O SR. MINISTRO: — Agora se vê que eu tinha bem comprehendido; e devo declarar que, se o Digno Par intende que o Governo que não fizer - banca-rota vae á anarchia, então é certo que Governo actual tem de ir direito á anarchia, por que este Governo quando se visse na dura necessidade de fazer uma banca-rota não era Governo: (O Sr. Conde da Taipa: — Isso sei eu.) havia então de aconselhar á Soberana que chamasse o Digno Par para fazer essa operação. (O Sr. Conde da Taipa.-— Esperem lá por mim.) — Sr. Presidente, tractemos nós de cortar, quanto seja possivel, a nossa despeza; tractemos de fazer as economias que ainda podermos fazer, e que o Governo está disposto a fazer, esperando porá isto a coadjuvação das Côrtes; (Apoiados.) tractemos de melhorar a nossa administração quanto possa ser; procuremos ver aonde se hão de achar algumas verbas de receita para fazer face aos nossos encargos; e tractemos de melhorar a sorte do Paiz, construindo ou melhorando as estradas e as outras vias de communicação: se tudo isto fizermos, o nosso credito augmentará, e, em logar de banca-rota, então veremos os nossos negocios melhorados, e passaremos como uma Nação que sabe cumprir as obrigações que tem contrahido. Por isso repilo que, se o Digno Par não acha outro caminho, e intende que por este caminhamos á anarchia, de certo que lá iremos: mas eu creio que o Digno Par se engana, posto que o Governo ha de embaraçar por todos os meios a seu alcance que cheguemos á banca-rota. (Apoiados.) Sr. Presidente, eu no Congresso Constituinte, discutindo-se uma questão como esta, cheguei por momentos a convencer-me das doutrinas do Digno Par; mas, depois de mais profundamente meditar o negocio, e a nossa situação, digo que o Ministro que se decidisse a referendar um Decreto de que resultasse a banca-rota, deveria, não cortar-se-lhe a mão com que fizesse uma tal referenda, mas perder a existencia. (Apoiados.) Sr. Presidente, nós temos muitos meio? para salvar a Nação do estado em que se acha, e declaro aqui por parte do Governo que o systema indicado pelo Digno Par nunca será posto em pratica pelos actuaes Ministros.

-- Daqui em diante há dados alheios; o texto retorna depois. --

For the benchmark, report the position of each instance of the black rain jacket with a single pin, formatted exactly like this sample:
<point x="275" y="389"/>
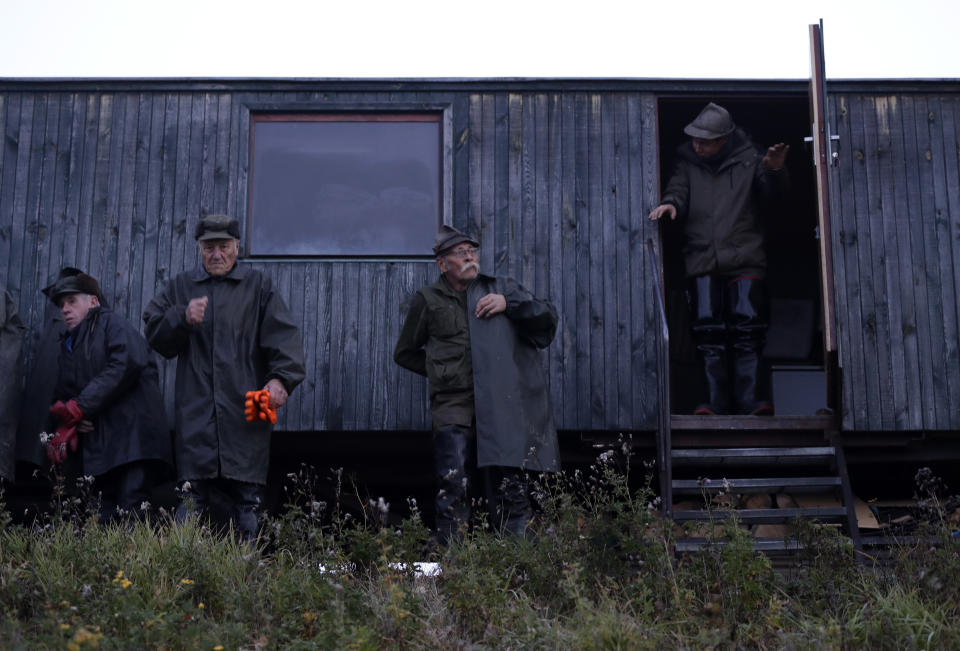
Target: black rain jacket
<point x="514" y="417"/>
<point x="111" y="373"/>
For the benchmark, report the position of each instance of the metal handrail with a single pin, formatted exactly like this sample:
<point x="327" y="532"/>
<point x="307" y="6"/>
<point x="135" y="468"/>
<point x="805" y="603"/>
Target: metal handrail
<point x="664" y="443"/>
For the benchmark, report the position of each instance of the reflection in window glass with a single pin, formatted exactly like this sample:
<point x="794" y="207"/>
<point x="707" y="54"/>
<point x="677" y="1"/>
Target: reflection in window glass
<point x="358" y="184"/>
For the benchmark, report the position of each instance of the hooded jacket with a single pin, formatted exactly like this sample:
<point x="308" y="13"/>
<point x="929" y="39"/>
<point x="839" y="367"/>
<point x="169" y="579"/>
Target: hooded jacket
<point x="107" y="367"/>
<point x="495" y="361"/>
<point x="247" y="338"/>
<point x="720" y="203"/>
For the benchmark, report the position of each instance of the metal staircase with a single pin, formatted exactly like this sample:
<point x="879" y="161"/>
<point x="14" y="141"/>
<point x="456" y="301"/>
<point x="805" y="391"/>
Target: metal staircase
<point x="746" y="455"/>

Sr. Presidente, demasiado tenho cançado a Camara, mas peco-lhe que note quantas accusações foram feitas ao Governo, e que não era possivel ficassem sem resposta: são ellas as mesmas do anno passado, e de ha dous, annos, com a differença que hoje são dirigidas apresente Administração, e então eram feitas ás antecedentes; e tambem com outra differença, que naquella epocha eram feitas por uns certos Representantes da Nação, que sempre estiveram na esquerda, e hoje são vibradas pelo Sr. Conde da Taipa, que então não achava perigosa a marcha da Administração que apoiou, e que neste dia ainda é a mesma, por que a marcha daquella Administração tendia a consolidar a Constituição, a manter a ordem no Paiz, e a organisar as finanças, objectos que tem igualmente a peito o actual Ministerio. (Apoiados.)

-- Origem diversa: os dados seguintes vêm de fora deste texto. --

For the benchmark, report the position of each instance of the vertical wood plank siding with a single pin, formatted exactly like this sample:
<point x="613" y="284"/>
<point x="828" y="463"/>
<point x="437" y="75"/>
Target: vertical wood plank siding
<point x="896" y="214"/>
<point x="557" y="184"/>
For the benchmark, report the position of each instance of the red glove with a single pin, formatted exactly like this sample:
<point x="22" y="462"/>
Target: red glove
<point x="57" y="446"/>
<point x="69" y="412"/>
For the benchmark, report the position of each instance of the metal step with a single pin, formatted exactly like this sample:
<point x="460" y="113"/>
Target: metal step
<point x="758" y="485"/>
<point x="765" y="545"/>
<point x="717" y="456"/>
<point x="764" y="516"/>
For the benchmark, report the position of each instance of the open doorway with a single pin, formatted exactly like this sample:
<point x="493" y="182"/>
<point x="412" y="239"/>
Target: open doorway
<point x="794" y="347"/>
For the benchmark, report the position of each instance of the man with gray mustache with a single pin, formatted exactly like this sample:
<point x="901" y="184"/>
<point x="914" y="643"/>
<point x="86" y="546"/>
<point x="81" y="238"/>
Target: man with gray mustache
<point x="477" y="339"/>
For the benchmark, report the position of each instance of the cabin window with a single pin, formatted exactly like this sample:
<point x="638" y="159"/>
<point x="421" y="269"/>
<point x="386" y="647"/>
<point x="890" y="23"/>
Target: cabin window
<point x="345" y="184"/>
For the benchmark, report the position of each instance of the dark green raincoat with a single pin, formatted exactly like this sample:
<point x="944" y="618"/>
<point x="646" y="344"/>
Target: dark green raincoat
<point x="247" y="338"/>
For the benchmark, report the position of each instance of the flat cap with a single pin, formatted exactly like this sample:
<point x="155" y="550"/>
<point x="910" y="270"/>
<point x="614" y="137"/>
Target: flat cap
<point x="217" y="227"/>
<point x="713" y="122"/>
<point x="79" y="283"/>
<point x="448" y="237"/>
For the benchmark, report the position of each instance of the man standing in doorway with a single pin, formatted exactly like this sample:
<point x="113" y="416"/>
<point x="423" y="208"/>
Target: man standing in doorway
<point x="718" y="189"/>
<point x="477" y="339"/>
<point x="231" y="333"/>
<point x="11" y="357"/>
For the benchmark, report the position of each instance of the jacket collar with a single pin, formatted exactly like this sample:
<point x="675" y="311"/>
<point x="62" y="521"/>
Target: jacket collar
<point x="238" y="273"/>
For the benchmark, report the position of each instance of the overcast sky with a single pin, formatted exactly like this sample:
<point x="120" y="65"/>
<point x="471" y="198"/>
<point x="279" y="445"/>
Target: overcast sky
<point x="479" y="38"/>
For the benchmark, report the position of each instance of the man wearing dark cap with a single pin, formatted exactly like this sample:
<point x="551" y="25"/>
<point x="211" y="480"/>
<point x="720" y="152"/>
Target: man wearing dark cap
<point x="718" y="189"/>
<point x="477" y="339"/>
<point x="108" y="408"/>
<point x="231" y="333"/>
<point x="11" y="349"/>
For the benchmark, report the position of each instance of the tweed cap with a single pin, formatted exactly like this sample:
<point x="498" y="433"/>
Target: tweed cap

O SR. CONDE DE TAIPA: — Eu peço a V. Exa. que pergunte á Camara se considera a materia sufficientemente discutida (Apoiados.)

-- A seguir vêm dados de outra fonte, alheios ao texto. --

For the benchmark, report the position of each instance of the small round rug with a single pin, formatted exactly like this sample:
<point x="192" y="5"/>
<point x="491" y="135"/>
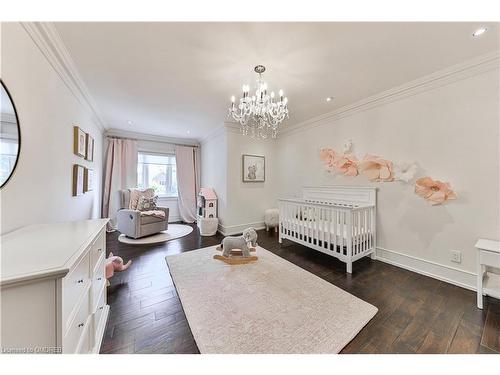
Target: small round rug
<point x="174" y="231"/>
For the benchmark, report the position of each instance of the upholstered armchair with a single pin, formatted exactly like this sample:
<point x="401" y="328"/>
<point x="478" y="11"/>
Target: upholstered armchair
<point x="132" y="224"/>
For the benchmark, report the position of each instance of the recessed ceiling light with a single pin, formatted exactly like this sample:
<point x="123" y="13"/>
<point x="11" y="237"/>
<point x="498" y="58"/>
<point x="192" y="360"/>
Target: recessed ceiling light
<point x="479" y="31"/>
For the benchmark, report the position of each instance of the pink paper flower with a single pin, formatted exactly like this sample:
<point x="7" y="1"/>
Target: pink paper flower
<point x="347" y="164"/>
<point x="328" y="156"/>
<point x="376" y="168"/>
<point x="436" y="192"/>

Foi logo consultada, e resolveu pela affirmativa.

O SR. VICE-PRESIDENTE: — Ha alguns Dignos Pares inscriptos para explicações...

O SR. CONDE DA TAIPA: — Eu peço que a votação seja nominal.

O SR. CONDE DA. CUNHA: — Eu apoio.

O SR. DUQUE DE PALMELLA: — Quero unicamente repetir uma observação, que já aqui tive occasião de fazer. Eu protesto contra as explicações depois das votações, e tambem contra as votações nominaes nesta Camara.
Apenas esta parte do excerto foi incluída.